I have a stock dataframe which i have already loaded into mongodb. As new information comes in I am trying to append rows where each new row is a different date. However, when I try to insert my new data frame I receive this error : Error: E11000 duplicate key error collection: timeSeries.patimeseries index: id dup key: { _id: "5fb69a960438522a0631cca2" }
Here is what I am currently doing
con = mongo(collection, db, url)
#look at existing data
con$find()
date Price Value2
2020-10-10 50 AAPL
2020-10-10 88 MSFT
2020-10-11 52 AAPL
2020-10-11 54 MSFT
I receive new data on 2020-10-13 that I wish to insert.
print(new.df)
date price Value2
2020-10-12 56 AAPL
2020-10-12 92 MSFT
The first thing I do is remove the date "2020-10-13" from my db and then try and insert the new information.
con$remove(
query = '{"date" : "2020-10-12"}'
)
con$insert(
new.df
)
Error: E11000 duplicate key error collection: timeSeries.patimeseries index: _id_ dup key: { _id: "5fb69a960438522a0631cca2" }
Looks like you are removing the data but not the index on the data. Since the date data is indexed as an _id, it cannot be deleted. (See https://api.mongodb.com/wiki/current/Indexes.html#Indexes-The%5CidIndex) Instead of trying to remove the entry and create a new one in its place, have you tried using an update query?

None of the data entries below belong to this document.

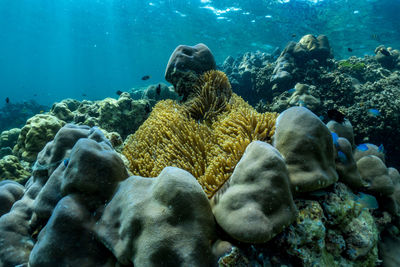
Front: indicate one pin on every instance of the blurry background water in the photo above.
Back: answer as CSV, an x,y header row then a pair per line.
x,y
88,49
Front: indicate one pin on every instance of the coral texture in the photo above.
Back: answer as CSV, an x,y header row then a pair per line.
x,y
37,131
172,205
186,64
256,203
306,144
170,138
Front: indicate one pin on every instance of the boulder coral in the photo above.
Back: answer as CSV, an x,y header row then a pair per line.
x,y
375,173
37,131
306,144
19,227
9,138
171,205
122,115
256,203
85,181
12,169
10,192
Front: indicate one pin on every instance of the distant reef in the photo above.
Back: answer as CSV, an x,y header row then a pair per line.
x,y
193,175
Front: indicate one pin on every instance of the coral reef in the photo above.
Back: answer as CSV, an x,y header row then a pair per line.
x,y
123,115
256,203
211,96
37,131
157,92
170,138
48,184
14,115
12,169
306,144
10,192
184,66
207,184
247,75
172,205
9,138
364,89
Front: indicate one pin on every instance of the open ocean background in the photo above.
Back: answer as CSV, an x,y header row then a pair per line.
x,y
52,50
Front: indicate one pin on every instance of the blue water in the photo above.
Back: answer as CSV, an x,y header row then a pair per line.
x,y
51,50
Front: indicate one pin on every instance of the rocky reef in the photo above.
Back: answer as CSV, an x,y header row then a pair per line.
x,y
306,74
206,179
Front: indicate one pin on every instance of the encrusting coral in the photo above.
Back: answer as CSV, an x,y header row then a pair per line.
x,y
205,137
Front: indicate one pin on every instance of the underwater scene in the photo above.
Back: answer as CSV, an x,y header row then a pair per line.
x,y
200,133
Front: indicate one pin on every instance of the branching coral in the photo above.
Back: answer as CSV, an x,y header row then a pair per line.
x,y
209,150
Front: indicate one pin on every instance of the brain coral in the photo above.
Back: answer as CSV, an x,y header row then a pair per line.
x,y
208,150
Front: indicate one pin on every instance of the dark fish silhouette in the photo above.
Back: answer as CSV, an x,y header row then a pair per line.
x,y
385,52
375,37
336,115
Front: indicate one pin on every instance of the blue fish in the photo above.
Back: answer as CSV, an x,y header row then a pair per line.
x,y
366,200
374,112
362,147
335,139
381,149
342,157
66,161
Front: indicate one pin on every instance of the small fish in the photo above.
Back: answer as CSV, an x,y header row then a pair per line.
x,y
381,149
374,112
158,89
385,52
335,139
66,161
375,37
302,103
342,157
362,147
366,200
336,115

con$update('{"date" : "2020-10-13"}', '{"$set":{"price": 56}}')
See https://jeroen.github.io/mongolite/manipulate-data.html#update-upsert for documentation.

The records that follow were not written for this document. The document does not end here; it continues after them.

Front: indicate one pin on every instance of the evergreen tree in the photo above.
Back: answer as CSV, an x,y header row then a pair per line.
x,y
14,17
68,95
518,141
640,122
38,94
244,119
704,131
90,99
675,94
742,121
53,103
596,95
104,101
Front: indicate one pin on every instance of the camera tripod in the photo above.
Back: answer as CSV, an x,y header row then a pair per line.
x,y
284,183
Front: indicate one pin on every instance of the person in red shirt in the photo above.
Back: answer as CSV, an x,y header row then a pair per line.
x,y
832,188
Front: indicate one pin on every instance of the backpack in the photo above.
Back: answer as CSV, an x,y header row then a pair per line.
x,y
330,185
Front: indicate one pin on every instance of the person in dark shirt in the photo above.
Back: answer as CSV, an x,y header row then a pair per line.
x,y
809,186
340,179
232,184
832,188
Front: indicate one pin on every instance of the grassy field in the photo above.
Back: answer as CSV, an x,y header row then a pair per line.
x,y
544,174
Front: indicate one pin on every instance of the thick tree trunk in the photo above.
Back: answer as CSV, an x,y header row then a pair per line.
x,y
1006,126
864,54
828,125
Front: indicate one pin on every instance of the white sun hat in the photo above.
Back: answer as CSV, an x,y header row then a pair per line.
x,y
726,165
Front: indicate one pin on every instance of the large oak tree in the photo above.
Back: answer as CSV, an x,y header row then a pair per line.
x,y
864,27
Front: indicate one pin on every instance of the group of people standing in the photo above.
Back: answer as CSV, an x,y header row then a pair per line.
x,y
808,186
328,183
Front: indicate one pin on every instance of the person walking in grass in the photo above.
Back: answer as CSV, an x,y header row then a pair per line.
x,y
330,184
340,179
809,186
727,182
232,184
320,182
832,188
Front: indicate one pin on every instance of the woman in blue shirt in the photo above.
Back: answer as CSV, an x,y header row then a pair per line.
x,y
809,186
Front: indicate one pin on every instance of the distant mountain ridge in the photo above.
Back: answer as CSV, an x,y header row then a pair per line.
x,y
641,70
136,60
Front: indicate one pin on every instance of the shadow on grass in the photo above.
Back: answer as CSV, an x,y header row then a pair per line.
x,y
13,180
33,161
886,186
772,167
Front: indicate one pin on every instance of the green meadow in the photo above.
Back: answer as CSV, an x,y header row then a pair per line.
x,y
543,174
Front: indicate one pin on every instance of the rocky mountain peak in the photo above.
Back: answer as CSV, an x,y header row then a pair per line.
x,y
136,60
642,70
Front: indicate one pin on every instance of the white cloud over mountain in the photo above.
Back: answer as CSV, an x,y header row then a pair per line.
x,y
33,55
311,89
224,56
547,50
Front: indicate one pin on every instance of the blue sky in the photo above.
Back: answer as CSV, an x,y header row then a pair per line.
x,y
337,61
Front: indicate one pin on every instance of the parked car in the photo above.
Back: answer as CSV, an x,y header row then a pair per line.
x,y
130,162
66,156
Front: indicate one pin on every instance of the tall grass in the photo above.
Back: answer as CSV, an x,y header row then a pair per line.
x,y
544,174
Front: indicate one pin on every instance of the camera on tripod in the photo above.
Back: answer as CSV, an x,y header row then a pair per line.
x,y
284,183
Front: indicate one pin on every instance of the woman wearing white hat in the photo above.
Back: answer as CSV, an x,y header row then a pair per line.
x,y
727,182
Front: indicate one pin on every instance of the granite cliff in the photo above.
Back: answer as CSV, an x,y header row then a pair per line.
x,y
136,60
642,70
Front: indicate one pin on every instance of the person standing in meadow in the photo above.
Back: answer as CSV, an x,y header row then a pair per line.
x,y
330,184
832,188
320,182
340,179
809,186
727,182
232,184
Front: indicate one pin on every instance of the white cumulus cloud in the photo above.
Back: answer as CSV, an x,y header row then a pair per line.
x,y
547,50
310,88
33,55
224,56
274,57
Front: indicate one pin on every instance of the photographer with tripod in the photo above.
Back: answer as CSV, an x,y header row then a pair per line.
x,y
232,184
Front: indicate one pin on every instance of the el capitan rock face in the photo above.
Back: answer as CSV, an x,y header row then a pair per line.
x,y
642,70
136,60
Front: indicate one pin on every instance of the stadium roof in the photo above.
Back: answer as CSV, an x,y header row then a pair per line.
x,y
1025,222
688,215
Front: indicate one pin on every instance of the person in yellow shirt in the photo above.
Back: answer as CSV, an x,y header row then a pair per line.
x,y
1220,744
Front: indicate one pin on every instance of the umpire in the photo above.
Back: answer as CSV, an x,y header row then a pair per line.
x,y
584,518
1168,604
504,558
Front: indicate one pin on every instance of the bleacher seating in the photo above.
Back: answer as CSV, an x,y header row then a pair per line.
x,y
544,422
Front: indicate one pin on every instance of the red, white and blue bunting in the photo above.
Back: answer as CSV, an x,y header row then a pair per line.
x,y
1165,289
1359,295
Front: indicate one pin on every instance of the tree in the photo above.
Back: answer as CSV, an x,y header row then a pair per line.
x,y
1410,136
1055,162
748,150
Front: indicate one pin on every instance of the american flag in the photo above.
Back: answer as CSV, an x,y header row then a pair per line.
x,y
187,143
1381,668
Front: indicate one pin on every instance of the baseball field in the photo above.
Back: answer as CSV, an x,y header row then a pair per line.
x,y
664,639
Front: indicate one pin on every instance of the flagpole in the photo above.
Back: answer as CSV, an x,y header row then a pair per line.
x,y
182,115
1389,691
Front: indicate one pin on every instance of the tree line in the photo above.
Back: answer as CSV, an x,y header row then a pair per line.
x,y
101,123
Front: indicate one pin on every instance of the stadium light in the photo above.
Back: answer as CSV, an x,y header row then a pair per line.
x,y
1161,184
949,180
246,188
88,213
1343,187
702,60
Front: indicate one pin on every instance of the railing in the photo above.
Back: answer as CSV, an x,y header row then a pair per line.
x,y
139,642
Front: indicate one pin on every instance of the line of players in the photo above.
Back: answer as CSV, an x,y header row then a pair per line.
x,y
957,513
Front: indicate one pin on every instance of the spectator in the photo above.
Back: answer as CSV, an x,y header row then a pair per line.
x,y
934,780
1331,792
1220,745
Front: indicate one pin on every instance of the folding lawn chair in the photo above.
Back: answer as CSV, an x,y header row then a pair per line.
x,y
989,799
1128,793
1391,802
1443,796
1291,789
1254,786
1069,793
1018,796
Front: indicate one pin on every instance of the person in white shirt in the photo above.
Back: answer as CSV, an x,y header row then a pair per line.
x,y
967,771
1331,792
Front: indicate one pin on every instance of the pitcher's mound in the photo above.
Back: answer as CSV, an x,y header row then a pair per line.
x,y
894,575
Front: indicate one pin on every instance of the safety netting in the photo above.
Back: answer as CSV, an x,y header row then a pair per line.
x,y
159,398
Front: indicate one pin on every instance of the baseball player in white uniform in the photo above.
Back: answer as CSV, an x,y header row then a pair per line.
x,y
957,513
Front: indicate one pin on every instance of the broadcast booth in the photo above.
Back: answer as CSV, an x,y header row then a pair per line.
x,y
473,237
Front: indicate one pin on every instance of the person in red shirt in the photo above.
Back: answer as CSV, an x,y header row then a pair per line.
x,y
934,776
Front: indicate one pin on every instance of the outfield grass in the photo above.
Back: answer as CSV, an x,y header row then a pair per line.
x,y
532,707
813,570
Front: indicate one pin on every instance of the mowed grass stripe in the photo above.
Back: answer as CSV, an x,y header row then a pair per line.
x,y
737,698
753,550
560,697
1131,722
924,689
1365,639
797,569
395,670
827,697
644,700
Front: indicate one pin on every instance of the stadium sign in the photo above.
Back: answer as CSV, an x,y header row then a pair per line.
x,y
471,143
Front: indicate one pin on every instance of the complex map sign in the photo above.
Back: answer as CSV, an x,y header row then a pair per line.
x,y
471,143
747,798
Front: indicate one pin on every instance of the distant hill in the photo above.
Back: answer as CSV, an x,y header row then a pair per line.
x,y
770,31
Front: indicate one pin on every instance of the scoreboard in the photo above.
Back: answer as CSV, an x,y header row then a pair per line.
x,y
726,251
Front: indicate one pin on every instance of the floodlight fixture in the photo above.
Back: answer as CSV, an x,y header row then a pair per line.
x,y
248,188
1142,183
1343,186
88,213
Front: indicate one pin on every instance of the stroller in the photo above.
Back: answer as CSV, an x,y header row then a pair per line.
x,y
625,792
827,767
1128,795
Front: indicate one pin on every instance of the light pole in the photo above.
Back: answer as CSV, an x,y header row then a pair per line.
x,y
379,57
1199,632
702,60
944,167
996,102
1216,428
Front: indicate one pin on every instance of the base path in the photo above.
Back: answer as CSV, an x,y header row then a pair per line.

Note: If you are running queries where some will need to be updated and others inserted, you can add upsert = TRUE
to perform an insert if no matching record is found.
Update: I do not see any documentation for executing a bulk update. One workaround, if it's not possible, would be to convert each data frame to a list of json strings like this:
library(rjson)
x <- split(df, 1:nrow(df))
json_strings <- lapply(x, toJSON)
In this example, each json would be composed of the column names as keys and a row of data as the corresponding values, so you could loop through and do something like this:
for (val in 1:length(df$date))
{
this_date <- df$date[val]
date_query <- paste('{"date" : ', as.character(this_date), '}')

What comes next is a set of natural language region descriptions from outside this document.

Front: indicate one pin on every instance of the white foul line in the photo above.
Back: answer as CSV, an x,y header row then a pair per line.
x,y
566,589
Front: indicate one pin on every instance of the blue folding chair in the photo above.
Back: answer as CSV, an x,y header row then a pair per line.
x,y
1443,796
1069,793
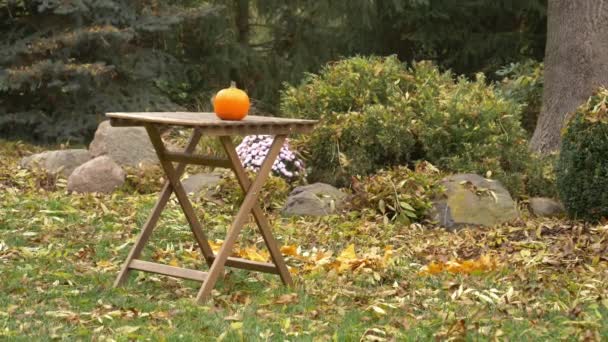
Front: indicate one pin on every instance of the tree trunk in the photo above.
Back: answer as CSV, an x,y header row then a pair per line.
x,y
242,20
576,63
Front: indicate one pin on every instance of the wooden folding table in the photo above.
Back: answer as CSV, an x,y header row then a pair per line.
x,y
209,124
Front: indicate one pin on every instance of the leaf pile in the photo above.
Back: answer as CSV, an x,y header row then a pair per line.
x,y
357,278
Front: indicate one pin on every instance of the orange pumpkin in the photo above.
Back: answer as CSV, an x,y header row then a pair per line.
x,y
231,103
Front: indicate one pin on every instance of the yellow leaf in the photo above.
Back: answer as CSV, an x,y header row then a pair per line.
x,y
290,250
287,299
347,254
378,310
127,329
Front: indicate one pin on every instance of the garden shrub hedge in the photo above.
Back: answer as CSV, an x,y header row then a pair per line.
x,y
582,167
376,112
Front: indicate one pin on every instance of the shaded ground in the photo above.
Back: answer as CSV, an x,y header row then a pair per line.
x,y
356,277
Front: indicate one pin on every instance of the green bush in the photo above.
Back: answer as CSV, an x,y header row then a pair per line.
x,y
582,168
346,86
399,193
523,83
540,176
375,112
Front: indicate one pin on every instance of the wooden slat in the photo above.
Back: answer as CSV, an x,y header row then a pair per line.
x,y
180,193
251,265
150,224
258,214
239,220
197,159
168,270
210,124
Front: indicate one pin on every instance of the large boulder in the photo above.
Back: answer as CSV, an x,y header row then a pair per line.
x,y
470,199
316,199
200,182
61,162
101,174
546,207
127,146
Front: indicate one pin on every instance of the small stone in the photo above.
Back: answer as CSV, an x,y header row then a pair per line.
x,y
471,200
318,199
127,146
546,207
101,174
60,161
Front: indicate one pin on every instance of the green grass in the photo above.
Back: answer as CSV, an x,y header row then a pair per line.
x,y
60,253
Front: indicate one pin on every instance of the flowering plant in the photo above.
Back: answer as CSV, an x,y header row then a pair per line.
x,y
254,148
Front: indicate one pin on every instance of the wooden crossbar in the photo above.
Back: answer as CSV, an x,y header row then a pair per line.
x,y
197,159
168,270
251,265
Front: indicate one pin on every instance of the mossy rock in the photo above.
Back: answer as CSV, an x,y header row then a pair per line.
x,y
470,199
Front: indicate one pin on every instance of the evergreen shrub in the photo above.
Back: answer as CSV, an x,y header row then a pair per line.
x,y
582,167
376,112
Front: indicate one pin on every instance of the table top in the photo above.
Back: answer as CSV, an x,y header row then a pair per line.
x,y
210,124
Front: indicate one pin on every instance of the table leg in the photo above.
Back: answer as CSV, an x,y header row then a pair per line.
x,y
150,224
240,219
180,193
258,214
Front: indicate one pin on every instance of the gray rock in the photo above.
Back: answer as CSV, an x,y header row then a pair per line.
x,y
546,207
316,199
101,174
61,161
127,146
473,200
201,182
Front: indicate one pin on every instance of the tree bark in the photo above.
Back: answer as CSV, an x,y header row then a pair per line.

set_query <- paste('{"$set":', json_strings[val], '}')
con$update(date_query, set_query)
}
There is probably a cleaner way to do all of this. You could refactor so there's no loop, for example, and use dplyr
verbs (such as mutate) to construct the json strings, but the idea is to generate json strings based on the data in the data frames, and execute update queries dynamically.